Earlier this year, Gov. Bruce Rauner suspended $26 million in social services and public health dollars. Following a public outcry, he reinstated that funding but continues to propose billions in additional cuts targeting those most in need, including adults facing mental illness and substance abuse as well as infants and children. Facing such bleak measures, how can we improve health for all?
I began asking similar questions many years ago. My parents and grandparents first moved to Chicago from Idaho, where they lived in a Japanese internment camp during World War II. When they arrived in their new city, they had little to their name; however, they received support from their church, neighbors and community organizations allowing them to raise my brothers and me in a safe and healthy home. I became a pediatrician to provide healthcare to children who were not as fortunate as I have been. After a few years, I decided to shift my focus to preventing disease for children and adults by joining the Chicago Department of Public Health (CDPH). Over the last 15 years, I have been able to develop policies, programs and systems that prevent infectious disease among residents of the city that welcomed and supported my parents and grandparents many years ago.
As Commissioner, I will be able to make an impact on a broader range of health priorities as I work with Mayor Rahm Emanuel and other officials to develop Healthy Chicago 2.0, which will serve as the city’s health agenda for the next four years. It expands on the efforts of Healthy Chicago which the mayor released in 2011. Since then, our city has seen fewer children smoking and expanded free dental and vision programs in our schools. Healthy Chicago 2.0 focuses on health equity — assuring all 2.7 million Chicagoans have the opportunity my brothers and I had – to live a safe, healthy life. We have identified areas where health gaps are the greatest and will build actionable strategies to close those gaps. This plan requires the commitment of multiple partners including community organizations, providers and, of course, our State government.
However, Gov. Rauner is trying to take billions in resources away – resources that will help us ensure a healthier city for all. CDPH would lose all state funding for mental health treatment for uninsured residents and thousands of people with mental illness would be kicked out of residential programs – many of whom have nowhere to go and may end up on the streets.
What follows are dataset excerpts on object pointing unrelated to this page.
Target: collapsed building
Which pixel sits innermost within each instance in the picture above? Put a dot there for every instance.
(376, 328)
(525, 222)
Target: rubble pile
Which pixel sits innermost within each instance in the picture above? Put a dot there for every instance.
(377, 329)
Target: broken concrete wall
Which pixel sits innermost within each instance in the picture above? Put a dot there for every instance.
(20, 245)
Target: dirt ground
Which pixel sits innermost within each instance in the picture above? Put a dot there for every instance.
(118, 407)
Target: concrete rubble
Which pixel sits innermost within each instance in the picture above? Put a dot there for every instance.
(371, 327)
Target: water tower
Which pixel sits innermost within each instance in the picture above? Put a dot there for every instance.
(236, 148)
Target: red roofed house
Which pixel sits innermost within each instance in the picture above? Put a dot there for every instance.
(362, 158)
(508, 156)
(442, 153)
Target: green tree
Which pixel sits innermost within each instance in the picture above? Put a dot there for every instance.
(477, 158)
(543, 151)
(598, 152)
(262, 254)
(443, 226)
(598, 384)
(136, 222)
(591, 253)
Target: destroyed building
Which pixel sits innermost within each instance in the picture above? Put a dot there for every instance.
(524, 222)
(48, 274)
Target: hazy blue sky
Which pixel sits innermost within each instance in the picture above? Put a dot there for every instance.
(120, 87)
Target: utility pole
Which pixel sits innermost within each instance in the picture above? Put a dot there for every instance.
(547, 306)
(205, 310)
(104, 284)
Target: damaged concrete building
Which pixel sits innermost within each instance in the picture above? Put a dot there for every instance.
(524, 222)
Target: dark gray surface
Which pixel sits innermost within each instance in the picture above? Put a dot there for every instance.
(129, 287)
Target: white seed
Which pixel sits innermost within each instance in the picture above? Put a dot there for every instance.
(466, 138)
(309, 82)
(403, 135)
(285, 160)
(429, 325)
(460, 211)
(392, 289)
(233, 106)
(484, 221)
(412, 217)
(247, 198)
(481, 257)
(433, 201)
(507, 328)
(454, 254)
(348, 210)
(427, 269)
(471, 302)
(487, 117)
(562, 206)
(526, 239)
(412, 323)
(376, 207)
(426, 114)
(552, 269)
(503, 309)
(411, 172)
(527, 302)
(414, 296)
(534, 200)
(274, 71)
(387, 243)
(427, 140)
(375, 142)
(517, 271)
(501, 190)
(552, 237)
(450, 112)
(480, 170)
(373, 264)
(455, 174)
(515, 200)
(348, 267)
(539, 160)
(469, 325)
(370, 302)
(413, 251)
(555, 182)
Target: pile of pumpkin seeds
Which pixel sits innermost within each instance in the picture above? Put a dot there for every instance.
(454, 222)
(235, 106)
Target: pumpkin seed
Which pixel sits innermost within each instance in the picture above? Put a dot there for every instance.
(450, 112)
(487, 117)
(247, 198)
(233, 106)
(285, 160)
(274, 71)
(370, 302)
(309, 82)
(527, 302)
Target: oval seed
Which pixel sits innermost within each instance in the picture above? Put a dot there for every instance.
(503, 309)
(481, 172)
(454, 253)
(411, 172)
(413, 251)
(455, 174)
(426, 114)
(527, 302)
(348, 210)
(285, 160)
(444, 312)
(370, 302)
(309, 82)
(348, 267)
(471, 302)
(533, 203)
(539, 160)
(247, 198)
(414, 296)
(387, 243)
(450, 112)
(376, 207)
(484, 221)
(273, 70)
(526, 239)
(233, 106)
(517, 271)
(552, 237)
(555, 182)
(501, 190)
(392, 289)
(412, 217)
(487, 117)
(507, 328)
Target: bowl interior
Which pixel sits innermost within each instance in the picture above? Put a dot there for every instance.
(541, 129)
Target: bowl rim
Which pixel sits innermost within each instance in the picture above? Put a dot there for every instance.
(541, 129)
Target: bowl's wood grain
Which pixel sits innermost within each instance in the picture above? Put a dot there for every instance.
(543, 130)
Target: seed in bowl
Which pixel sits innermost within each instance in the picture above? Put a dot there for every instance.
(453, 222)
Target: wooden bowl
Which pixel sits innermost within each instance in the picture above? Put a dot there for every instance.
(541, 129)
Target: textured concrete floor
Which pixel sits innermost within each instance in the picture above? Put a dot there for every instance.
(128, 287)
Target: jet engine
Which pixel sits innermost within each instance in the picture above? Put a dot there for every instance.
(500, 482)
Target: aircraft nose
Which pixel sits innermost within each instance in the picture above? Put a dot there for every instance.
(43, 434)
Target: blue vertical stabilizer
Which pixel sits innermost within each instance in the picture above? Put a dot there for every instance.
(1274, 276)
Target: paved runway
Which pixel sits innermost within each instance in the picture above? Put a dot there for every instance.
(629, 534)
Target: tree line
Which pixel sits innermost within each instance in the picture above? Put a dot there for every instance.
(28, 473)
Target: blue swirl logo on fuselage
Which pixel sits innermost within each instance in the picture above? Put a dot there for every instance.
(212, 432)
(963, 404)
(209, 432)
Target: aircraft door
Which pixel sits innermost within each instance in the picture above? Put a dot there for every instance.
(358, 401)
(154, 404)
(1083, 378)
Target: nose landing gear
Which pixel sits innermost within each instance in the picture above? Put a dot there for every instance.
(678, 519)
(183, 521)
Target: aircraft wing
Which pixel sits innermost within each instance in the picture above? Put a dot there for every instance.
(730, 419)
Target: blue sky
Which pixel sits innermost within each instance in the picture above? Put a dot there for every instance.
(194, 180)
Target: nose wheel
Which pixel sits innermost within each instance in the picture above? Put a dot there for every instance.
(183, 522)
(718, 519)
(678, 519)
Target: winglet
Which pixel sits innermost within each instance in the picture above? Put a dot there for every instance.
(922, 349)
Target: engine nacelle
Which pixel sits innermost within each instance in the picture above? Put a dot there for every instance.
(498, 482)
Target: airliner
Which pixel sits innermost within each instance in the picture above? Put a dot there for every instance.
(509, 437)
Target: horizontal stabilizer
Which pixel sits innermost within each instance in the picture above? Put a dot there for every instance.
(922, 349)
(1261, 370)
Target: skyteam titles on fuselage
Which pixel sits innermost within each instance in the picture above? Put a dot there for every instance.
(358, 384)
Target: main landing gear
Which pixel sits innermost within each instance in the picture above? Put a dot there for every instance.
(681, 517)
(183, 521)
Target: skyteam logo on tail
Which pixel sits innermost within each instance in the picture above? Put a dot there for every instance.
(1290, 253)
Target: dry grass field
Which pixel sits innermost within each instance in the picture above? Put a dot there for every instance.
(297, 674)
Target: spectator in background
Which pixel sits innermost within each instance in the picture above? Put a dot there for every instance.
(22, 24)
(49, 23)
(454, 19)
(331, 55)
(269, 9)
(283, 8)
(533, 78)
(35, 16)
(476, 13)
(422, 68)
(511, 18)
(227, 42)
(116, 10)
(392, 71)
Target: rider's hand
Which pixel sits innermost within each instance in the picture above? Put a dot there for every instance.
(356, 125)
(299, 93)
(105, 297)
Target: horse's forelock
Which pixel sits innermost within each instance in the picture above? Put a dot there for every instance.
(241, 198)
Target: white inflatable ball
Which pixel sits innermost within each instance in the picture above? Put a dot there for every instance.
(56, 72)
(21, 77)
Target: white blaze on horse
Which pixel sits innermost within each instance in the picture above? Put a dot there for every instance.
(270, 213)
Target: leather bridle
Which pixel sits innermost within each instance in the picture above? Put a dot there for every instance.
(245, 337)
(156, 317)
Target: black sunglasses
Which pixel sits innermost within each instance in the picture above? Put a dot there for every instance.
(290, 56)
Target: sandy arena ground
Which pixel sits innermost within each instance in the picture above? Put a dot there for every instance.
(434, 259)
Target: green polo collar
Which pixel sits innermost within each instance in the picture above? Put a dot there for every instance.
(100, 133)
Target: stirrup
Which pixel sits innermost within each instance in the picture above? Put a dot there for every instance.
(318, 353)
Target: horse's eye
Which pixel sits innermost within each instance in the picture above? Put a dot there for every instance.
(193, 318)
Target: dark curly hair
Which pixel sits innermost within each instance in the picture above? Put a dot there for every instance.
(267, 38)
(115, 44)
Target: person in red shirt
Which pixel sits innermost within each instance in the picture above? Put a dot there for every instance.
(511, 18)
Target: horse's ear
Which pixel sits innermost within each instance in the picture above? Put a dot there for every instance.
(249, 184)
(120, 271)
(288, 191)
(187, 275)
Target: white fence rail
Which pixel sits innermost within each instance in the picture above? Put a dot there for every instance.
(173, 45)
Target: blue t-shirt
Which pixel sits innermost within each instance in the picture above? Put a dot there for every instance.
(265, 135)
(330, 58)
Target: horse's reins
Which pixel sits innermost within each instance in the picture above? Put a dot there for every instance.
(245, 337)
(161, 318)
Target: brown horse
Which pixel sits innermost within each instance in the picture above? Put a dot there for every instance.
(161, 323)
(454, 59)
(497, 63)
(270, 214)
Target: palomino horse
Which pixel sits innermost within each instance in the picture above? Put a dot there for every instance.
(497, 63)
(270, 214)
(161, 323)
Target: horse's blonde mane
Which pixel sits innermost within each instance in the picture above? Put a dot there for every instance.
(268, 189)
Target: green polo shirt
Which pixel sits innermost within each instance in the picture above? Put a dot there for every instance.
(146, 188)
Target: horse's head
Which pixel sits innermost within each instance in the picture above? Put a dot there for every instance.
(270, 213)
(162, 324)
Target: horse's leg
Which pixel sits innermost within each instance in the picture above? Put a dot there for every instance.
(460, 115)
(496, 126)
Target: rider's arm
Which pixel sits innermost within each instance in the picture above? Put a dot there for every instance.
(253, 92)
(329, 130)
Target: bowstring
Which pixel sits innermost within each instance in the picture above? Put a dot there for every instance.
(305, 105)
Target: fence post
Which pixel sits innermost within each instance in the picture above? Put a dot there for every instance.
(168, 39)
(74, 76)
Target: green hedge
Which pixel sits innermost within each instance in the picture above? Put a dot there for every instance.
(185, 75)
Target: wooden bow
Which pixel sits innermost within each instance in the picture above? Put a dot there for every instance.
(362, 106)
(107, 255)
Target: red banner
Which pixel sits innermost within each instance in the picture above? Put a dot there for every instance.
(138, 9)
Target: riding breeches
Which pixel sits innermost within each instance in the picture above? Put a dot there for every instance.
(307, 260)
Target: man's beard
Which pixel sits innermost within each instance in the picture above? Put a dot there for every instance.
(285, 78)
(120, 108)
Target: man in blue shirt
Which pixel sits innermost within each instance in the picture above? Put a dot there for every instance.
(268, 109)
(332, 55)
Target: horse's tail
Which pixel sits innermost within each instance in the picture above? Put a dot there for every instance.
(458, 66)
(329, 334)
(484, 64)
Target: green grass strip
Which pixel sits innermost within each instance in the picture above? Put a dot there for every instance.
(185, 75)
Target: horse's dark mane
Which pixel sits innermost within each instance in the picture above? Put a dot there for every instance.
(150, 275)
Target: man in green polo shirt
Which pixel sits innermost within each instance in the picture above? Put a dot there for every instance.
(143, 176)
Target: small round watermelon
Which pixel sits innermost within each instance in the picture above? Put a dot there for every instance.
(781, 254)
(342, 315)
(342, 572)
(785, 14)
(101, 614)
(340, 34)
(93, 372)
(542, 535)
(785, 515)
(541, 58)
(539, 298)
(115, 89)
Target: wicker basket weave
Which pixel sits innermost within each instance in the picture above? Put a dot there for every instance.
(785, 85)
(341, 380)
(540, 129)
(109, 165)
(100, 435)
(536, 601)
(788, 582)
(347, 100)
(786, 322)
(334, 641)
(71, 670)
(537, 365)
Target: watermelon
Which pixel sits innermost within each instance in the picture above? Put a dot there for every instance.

Chicago would also lose significant funding for substance abuse treatment that saves lives and money by helping more people stay drug and crime free. Funding for the Tobacco Quitline, an evidence-based program that helps over 2,000 Chicagoans quit smoking monthly and maternal and child health services, which improve care during and after pregnancy, could be slashed. A reduction in Medicaid funding for children’s dental sealants could end CDPH’s dental services for school children living below the poverty line.
Gov. Rauner said there would be shared sacrifices when it came to our state’s fiscal crisis. I never imagined he would start by asking those who have the least to make the greatest sacrifice. The governor needs to understand that investments in public health, as well as housing, transportation, education and economic development are investments in our future. By working to improve all of these areas, we are creating a world where we all have the opportunity to live healthy and happy lives.
Dr. Julie Morita is commissioner of the Chicago Department of Public Health.